It was revealed in a new report released by the D.C. Metropolitan Police Department that mostly black drivers are stopped by officers in the city’s traffic.
September 2019’s Stop Data Report showed the details of recent stop-and-frisk incidents in the District of Columbia and the percentage of various races affected by them.
According to the study, 70 percent of drivers stopped during the reporting period turned out to be black, while the figure was 15 percent for white people, and seven percent for Hispanic individuals. It is noted that the District’s black population is 46 percent, and 37 percent is non-Hispanic white.
As for stops resulting in tickets, black people led all the other groups with 61 percent, while 20 percent were white drivers and eight percent were Hispanic.
The rate of black drivers involved in instances of non-ticket stops reaches 86 percent. Seven percent of those stopped without tickets were white and five percent were Hispanic.
The results were consistent with previous data collected by the D.C. police regarding stops and arrests, which also indicated that persons of color were stopped at higher rates.
“While the new data collection is an important step forward in understanding stops, additional data and comprehensive analysis will be necessary to determine whether stops are biased,” the report added, asking readers “not to simply compare the demographics of persons stopped in D.C. with the demographics of the city’s population.”

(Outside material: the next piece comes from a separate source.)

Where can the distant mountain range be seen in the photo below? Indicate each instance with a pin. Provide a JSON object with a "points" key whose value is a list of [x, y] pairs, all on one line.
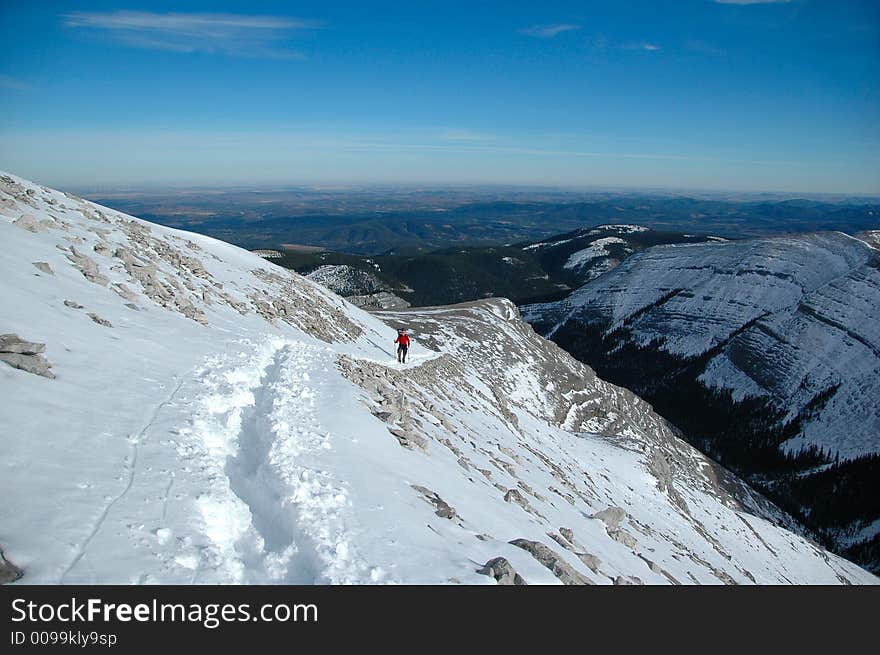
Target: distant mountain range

It continues to explain: “Racial bias could be a factor in generating such disparities, but a basic introductory research methods course in the social sciences would argue that other explanations may be contributing factors. For example, differences by race in the exposure to the police and/or the rates of committing offenses may also contribute to racial disparities in police stop decisions. It is well documented, for example, that due to historical differences in racial segregation, housing tenure, poverty, and other sociopolitical factors, minorities in the US are more likely to live in neighborhoods with higher rates of crime and disorder….Crude approximations of the population at risk for police contact are poor substitutes and can hide evidence of racial bias or lead to exaggerated estimates of racial bias.”
The data in question was acquired from 11,600 stops that took place between July 22 and August 18 in 2019. A total of 20 people were arrested in relation to a crime, for every 100 stops.